Les
galaxies comme la nôtre peuvent aussi produire de puissants vents de matière à
très grande vitesse pouvant mener à réduire leur capacité à créer des étoiles.
C’est
l’observation d’une galaxie assez semblable à la Voie Lactée, nommée IRAS17020+4544,
une galaxie spirale brillante dite galaxie de Seyfert, qui a permis à une
équipe internationale de montrer la présence de fortes éjections de matière de
part et d’autre de son plan galactique. IRAS17020+4544 n’a rien de très exceptionnel
hormis cette nouvelle structure; c’est une galaxie un peu plus grosse que la
Voie Lactée, située à 800 millions d’années-lumière et arborant un trou noir
supermassif de 6 millions de masses solaires, à peine plus gros que Sgr A* qui
trône au centre de notre Galaxie.
Les
galaxies de Seyfert sont des galaxies spirales, qui ont pour signe distinctif vis-à-vis
des autres spirales d’avoir un bulbe très brillant qui rayonne dans toutes les
longueurs d’ondes, signe d’une activité du trou noir supermassif :
celui-ci n’est pas calme, il est en train d’absorber de la matière.

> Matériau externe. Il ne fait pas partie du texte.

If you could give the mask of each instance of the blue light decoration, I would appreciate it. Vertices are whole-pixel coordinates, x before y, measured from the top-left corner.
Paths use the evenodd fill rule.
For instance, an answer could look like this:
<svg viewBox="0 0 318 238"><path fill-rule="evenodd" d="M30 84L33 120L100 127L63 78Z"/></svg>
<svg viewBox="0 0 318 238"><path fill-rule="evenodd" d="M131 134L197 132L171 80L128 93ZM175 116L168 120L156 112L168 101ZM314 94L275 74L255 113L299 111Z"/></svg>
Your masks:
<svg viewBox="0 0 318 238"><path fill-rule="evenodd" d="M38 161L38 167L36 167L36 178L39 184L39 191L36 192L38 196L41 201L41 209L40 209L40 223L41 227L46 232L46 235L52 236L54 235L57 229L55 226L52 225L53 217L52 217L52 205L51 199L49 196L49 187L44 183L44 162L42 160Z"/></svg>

Vue d'artiste du phénomène de vent de matière énergétique émis par une galaxie spirale à noyau actif (ESA). |
Anna
Lia Longinotti, astronome italienne travaillant à l’Instituto Nacional de
Astrofísica de Puebla au Mexique et ses collaborateurs ont observé IRAS17020+4544
dans le domaine des rayons X avec le télescope spatial européen XMM-Newton. Ils
ont mis en évidence la présence d’un flot de gaz très énergétique en provenance
du centre de la galaxie, s’échappant à une vitesse assez impressionnante comprise
entre 23 000 et 33 000 km/s, soit environ 10% de la vitesse de la
lumière…
Lorsqu’ils
sont suffisamment puissants, ces vents de matière peuvent influencer leur
environnement de différentes manières. L’effet principal est qu’ils dépeuplent
de vastes réservoirs de gaz qui auraient pu former des étoiles, mais ils ont
aussi l’effet inverse, avec la possibilité de déclencher l’effondrement de petits
nuages de gaz et donc la formation d’étoiles. Mais jusqu’à aujourd’hui, on pensait
que de tels vents de matière n’apparaissaient que dans des grandes galaxies
elliptiques formées par la fusion de galaxies plus petites.
Ce
qu’ont observé Anna Lia Longinotti et ses collègues est que le vent produit par
le trou noir supermassif de IRAS17020+4544 échauffe suffisamment le gaz
environnant pour empêcher complètement la formation d’étoiles, une observation
inédite sur une galaxie spirale relativement normale.
Et
les chercheurs ont eu une autre surprise : alors qu’habituellement les
vents émis par les cœurs actifs de galaxies sont dominés par des atomes de fer
très fortement ionisés, celui observé sur IRAS17020+4544 est différent,
comportant beaucoup plus d’éléments légers comme l’oxygène, mais pas de fer.
Anna Lia Longinotti souligne : « J’ai été très surprise de
découvrir que ce vent était composé surtout d’oxygène parce que personne n’a
jamais vu une galaxie comme ça auparavant».
Etant
donné la ressemblance entre IRAS17020+4544 et notre Voie Lactée, on ne peut pas
s’empêcher de faire un rapprochement et se poser des questions sur son histoire
et le rôle qu’a pu jouer Sgr A*. Cette découverte indique que de telles
éjections à haute vitesse auraient pu se dérouler dans notre Galaxie dans le
passé au cours de phases actives. On sait d’ailleurs, grâce toujours à des
observations X faites par XMM-Newton, que Sgr A* a connu une phase plus active
qu’aujourd’hui il y a seulement quelques centaines d’années.
Cette
possibilité peut maintenant être pleinement considérée par les astrophysiciens,
car on sait désormais que les vents énergétiques de matière ne sont pas l’apanage
des seules galaxies elliptiques.
Source :
X-ray high-resolution spectroscopy reveals feedback in a seyfert galaxy from an ultra-fast wind with complex ionization and velocity structure
A.L. Longinotti et al.
The Astrophysical Journal Letters, Volume 813, Number 2 (2015)
http://dx.doi.org/10.1088/2041-8205/813/2/L39
http://dx.doi.org/10.1088/2041-8205/813/2/L39
2 commentaires :
On peut également faire le rapprochement avec les bulles de Fermi découvertes en 2010, et dont l'une des explications est une phase AGN de Sagitarius A* datant de quelques millions d'années, responsable d'éjections bipolaires peut-être semblables à celles constatées dans l'article récent ?
Oui, remarque très juste. Cette hypothèse pour les bulles de Fermi est renforcée par cette nouvelle observation.